With stars eager to spill their stories and a new super-smart generation of sports writers producing erudite studies of our beautiful games, there are more compelling sports books on the market than ever. From time to time, Betting.Betfair contributors will be reviewing some of the best and worst... Ari Last kicks things off with a timely study of where it all went wrong...
Title: 50 People Who Fouled Up Football
Author: Michael Henderson
Publisher: Constable
Ruled by money and orchestrated by men in love with its riches, not rituals, there's much to gripe about when discussing the modern day plight of the beautiful game.
Michael Henderson's 50 people who fouled up football is a 250 page letter of complaint, aimed at individuals who, in the author's opinion, were responsible for a glorious sport built on passion and sportsmanship being reduced to a deceitful, commercial enterprise devoid of dignity and soul.
As a concept, the book should appeal to multitudes of fans fed up with the pillage of their beloved sport. And while much of what Henderson has to say will resonate, when one glances at the list of 50 individuals that Henderson bluntly, and in many cases, brutally savages, initial reactions may range from surprise to disgust.
Bill Shankly, Sir Alf Ramsey and even Freddy Mercury make it onto a hit-list that requires the reader to keep early scepticism at bay and indulge the author. It is only while reading the reasoning behind each selection that one begins to understand the slightly deeper, abstract thinking that is behind the inclusions of some legends of football and beyond.

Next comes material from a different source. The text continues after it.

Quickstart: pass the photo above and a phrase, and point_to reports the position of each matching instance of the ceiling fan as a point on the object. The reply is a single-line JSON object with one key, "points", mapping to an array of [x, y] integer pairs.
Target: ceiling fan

Some inclusions require little explanation. Just uttering the names of Ashley Cole, Piers Morgan and Peter Ridsdale would be enough to get most football fans seething; yet even with these aforementioned, Henderson goes further than simply describing why their actions alone fouled up football, and instead explores the wider malaise that their behaviour both inspires and perpetuates.
Diving, thuggery, sensationalism, crassness, egotism and negative tactics increasingly stain the game and Henderson highlights these trends, and several more, throughout what is an interesting and welcome read.
Henderson's experience and the depth of his knowledge ensure that the book is packed with absorbing anecdotes and insights, although his attempts at humour often fall flat and his irritating desire to make certain that the reader is fully aware of just how well he 'knows' the game is all too apparent. His bitterness towards certain individuals can come across as a little too spiteful and his logic for choosing certain names is some times tenuous.
Over all though, Henderson deserves credit for bravely conveying his dislike and anger towards certain individuals who are the benefactors of far too much adulation and reward than they are actually worth.
And as the gap in football between the fans and the players (on and off the pitch) grows, 50 people who fouled up football is a refreshing commentary on a sport which takes more and more, and gives back less and less.